After failed talks with 116-bed Kenosha (Wis.) Hospital and Medical Center about a possible alliance, Milwaukee-based Aurora Health Care is trying to bring its own inpatient beds to the two-hospital town of Kenosha.
Aurora wants to add 98,000 square feet to an outpatient center it owns in Kenosha to house 44 inpatient beds, an emergency room, and pharmacy and other diagnostic services. It will apply to the state to license the new beds at Aurora Health Center.
Before the state can approve the new beds, it must review building plans for the new facility. An initial review of Aurora's plans is under way, and word on final approval should come this summer, said Rita Prigioni, deputy director for the Bureau of Quality Assurance in the state Department of Health and Family Services.
She said about 1,000 beds are left before the state hits its cap of about 22,500 beds.
While Aurora waits for final approval, Prigioni said some initial construction work can begin, such as breaking ground.
Aurora said groundbreaking on the new $17.9 million facility is slated for next month. It hopes to open the facility in early 1999 and plans to hire as many as 200 employees to staff its new inpatient services.
The health system said it is expanding, in part, in case managed-care contracts it has with Kenosha's only two hospitals aren't renewed when they expire at year-end.
Aurora is in partnership with an HMO and local Kenosha employers to provide managed-care services. It has contracts with Kenosha Hospital and 148-bed St.

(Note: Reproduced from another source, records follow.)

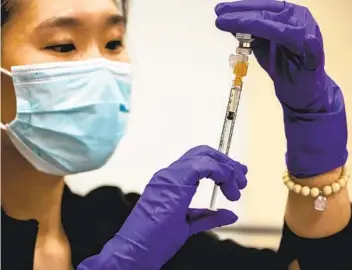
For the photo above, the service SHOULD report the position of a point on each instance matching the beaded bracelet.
(320, 202)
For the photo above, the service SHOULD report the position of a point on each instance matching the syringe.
(239, 65)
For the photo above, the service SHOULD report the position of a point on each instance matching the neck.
(30, 194)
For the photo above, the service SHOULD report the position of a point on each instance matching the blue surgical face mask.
(70, 115)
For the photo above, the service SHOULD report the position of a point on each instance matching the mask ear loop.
(8, 73)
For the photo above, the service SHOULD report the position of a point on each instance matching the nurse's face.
(40, 31)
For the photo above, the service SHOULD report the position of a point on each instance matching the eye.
(113, 45)
(62, 48)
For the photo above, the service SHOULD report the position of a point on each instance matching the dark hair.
(7, 7)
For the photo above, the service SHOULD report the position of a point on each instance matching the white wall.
(181, 87)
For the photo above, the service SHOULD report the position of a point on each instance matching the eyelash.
(69, 47)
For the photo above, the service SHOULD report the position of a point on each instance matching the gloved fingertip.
(244, 169)
(231, 191)
(242, 182)
(218, 8)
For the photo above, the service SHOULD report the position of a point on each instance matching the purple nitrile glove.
(161, 221)
(289, 46)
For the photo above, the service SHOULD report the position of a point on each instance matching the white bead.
(327, 190)
(342, 182)
(305, 191)
(290, 185)
(297, 188)
(335, 187)
(314, 192)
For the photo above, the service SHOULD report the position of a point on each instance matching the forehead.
(40, 10)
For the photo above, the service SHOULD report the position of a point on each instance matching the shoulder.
(92, 220)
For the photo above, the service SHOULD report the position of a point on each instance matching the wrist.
(305, 221)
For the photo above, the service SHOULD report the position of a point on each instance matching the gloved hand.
(161, 222)
(289, 46)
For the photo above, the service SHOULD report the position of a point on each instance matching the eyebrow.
(61, 22)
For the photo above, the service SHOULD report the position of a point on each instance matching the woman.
(56, 132)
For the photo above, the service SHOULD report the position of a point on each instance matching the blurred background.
(181, 85)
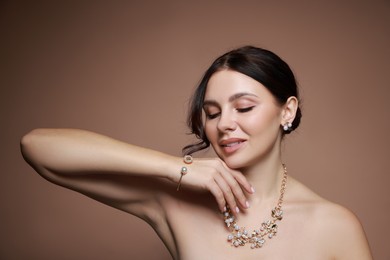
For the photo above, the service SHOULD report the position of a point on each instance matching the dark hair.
(263, 66)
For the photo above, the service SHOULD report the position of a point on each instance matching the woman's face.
(242, 119)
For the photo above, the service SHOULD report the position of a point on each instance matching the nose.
(226, 122)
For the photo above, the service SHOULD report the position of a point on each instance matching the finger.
(218, 194)
(242, 180)
(228, 193)
(235, 188)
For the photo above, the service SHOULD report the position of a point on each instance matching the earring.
(287, 127)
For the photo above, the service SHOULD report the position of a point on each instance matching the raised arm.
(122, 175)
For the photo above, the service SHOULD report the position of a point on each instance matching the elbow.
(29, 144)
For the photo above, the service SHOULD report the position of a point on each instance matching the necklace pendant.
(268, 229)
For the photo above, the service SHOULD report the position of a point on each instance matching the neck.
(266, 178)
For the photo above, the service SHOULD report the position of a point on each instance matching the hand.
(226, 185)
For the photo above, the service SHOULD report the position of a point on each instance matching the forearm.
(73, 151)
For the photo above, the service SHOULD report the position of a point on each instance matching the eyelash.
(240, 110)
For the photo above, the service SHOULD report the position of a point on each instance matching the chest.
(200, 233)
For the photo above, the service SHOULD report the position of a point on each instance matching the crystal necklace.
(268, 229)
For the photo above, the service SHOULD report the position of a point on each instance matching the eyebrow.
(231, 98)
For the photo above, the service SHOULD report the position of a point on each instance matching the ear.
(289, 110)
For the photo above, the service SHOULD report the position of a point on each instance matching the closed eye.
(212, 116)
(245, 109)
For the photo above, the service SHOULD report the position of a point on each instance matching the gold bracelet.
(187, 160)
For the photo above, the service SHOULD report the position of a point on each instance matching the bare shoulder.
(339, 229)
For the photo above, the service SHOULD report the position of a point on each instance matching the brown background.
(127, 69)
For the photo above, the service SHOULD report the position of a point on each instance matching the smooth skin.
(243, 123)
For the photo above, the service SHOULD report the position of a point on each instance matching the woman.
(245, 104)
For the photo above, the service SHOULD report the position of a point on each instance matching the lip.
(231, 145)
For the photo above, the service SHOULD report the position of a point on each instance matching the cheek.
(210, 131)
(262, 122)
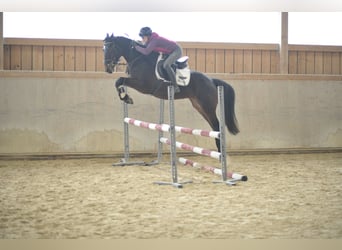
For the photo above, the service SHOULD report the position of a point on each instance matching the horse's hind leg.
(208, 112)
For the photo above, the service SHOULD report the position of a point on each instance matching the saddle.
(180, 67)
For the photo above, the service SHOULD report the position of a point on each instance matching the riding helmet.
(145, 31)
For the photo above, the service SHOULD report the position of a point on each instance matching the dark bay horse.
(201, 90)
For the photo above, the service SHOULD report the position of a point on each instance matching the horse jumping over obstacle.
(201, 90)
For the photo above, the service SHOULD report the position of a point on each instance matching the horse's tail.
(229, 106)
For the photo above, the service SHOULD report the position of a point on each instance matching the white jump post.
(173, 156)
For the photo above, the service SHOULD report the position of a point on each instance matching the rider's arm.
(149, 48)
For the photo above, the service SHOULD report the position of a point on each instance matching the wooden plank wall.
(87, 56)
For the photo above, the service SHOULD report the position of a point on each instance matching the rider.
(154, 42)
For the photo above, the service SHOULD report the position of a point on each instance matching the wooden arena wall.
(233, 58)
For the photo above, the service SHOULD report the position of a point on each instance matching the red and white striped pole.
(212, 169)
(166, 128)
(197, 150)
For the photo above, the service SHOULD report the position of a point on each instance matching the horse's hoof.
(127, 99)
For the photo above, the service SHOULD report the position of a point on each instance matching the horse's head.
(112, 53)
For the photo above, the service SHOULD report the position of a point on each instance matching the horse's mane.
(125, 41)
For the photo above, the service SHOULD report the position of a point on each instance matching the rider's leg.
(177, 53)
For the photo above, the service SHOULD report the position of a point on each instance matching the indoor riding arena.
(62, 129)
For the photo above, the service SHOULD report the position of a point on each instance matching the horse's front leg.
(120, 87)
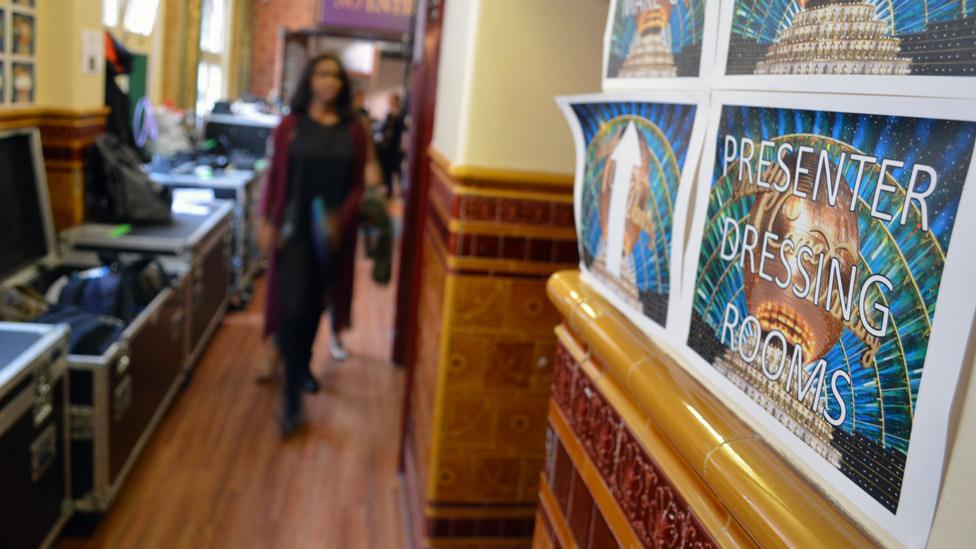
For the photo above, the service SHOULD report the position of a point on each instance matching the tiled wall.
(270, 17)
(485, 357)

Catherine's Hospital to provide some of that care, said Diane De La Santos, Aurora's vice president of public affairs.
"The competitive forces in the community are such that it might not be in the interest of the providers to contract with us," De La Santos said.

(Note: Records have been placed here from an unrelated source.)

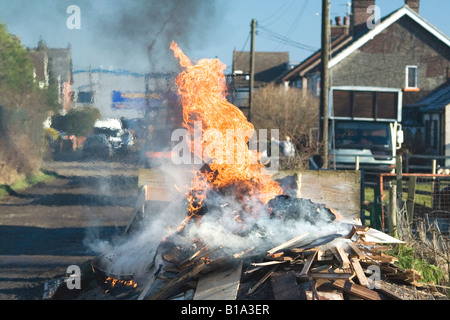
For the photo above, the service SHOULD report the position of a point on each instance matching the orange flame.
(225, 134)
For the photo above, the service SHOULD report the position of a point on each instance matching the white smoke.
(224, 225)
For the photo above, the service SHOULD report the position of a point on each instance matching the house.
(402, 50)
(128, 95)
(54, 66)
(40, 67)
(116, 93)
(268, 67)
(427, 125)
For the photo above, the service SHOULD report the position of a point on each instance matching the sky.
(135, 35)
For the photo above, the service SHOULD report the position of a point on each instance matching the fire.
(225, 134)
(111, 282)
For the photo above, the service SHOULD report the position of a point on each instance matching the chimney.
(360, 16)
(339, 28)
(413, 5)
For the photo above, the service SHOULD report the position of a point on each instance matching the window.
(411, 77)
(85, 97)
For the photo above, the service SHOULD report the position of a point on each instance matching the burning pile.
(235, 210)
(231, 165)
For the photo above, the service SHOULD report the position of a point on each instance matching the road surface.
(47, 228)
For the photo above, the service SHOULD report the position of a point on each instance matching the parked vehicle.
(364, 124)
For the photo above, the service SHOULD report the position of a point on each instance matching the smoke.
(133, 35)
(139, 29)
(225, 225)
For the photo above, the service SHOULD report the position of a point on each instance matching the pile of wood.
(345, 268)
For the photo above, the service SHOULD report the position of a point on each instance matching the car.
(97, 145)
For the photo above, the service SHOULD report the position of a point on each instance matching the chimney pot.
(360, 16)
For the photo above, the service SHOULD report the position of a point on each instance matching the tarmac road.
(46, 228)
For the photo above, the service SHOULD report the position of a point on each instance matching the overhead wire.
(272, 35)
(277, 14)
(295, 23)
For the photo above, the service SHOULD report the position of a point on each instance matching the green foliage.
(79, 122)
(407, 260)
(16, 69)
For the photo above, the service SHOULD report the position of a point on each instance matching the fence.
(427, 196)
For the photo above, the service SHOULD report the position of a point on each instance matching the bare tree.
(294, 113)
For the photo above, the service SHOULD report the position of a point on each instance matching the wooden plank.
(357, 251)
(173, 285)
(359, 272)
(284, 286)
(357, 290)
(291, 243)
(219, 285)
(261, 281)
(344, 258)
(307, 290)
(139, 208)
(326, 275)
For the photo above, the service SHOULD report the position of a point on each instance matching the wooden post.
(398, 171)
(252, 68)
(324, 80)
(411, 198)
(392, 218)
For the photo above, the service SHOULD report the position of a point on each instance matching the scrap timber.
(306, 267)
(341, 269)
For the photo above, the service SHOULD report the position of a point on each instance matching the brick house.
(268, 67)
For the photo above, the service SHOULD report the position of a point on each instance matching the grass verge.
(42, 176)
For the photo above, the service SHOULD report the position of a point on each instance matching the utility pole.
(252, 68)
(324, 81)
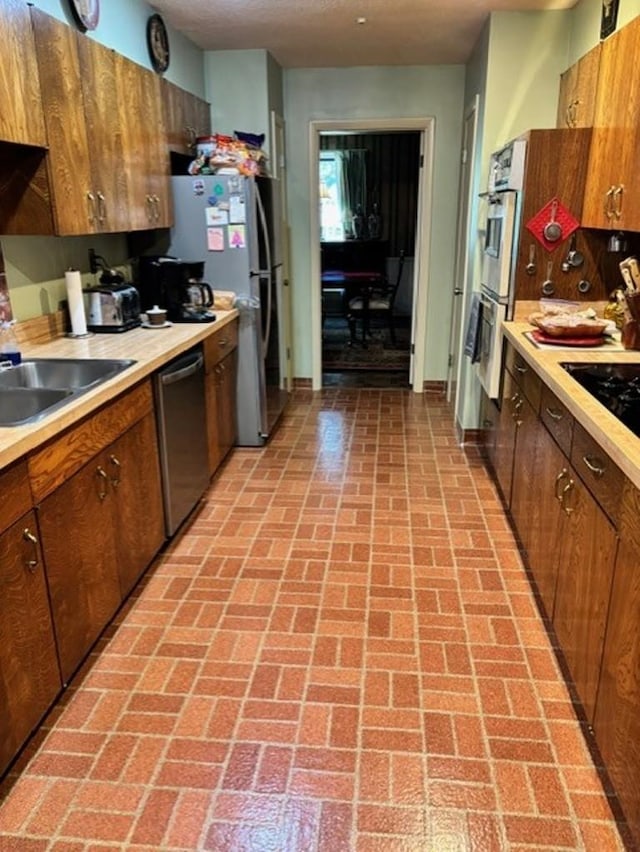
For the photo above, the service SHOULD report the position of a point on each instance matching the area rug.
(338, 354)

She also said that adding the inpatient beds in the rapidly growing area is a good business opportunity for Aurora, which owns 11 hospitals in Wisconsin.
But Robert Lovell, president and chief executive officer of St. Catherine's, wonders what effect Aurora's inpatient beds will have on local healthcare costs.
Competition can drive down prices, but it also can create higher costs by creating excess capacity in the market.
As for St. Catherine's managed-care contract with Aurora, he said he expects it to be renewed. "We've had a long-standing relationship with Aurora," Lovell said.
Aurora said it believes adding beds in Kenosha will drive down costs, as well as offer residents more choice.
Hospital spokeswoman Tami Rakow said she couldn't comment on Kenosha's managed-care contract with Aurora. "We wish Aurora the best in its new business endeavor," Rakow said. "We appreciate Aurora's presence in the community and look forward to an amiable relationship as we continue to provide high-quality healthcare to the residents of southeastern Wisconsin."
Late last year a letter of intent Kenosha Hospital signed with Aurora expired without the two putting together an alliance. Kenosha Hospital entered talks with
Aurora after the collapse of plans for a mergerlike partnership with St. Catherine's.
When the deal with Kenosha Hospital broke down, St. Catherine's, which had been sponsored by Denver-based Catholic Health Initiatives, was sold to Wheaton (Ill.) Franciscan Services (Oct. 6, 1997, p. 80).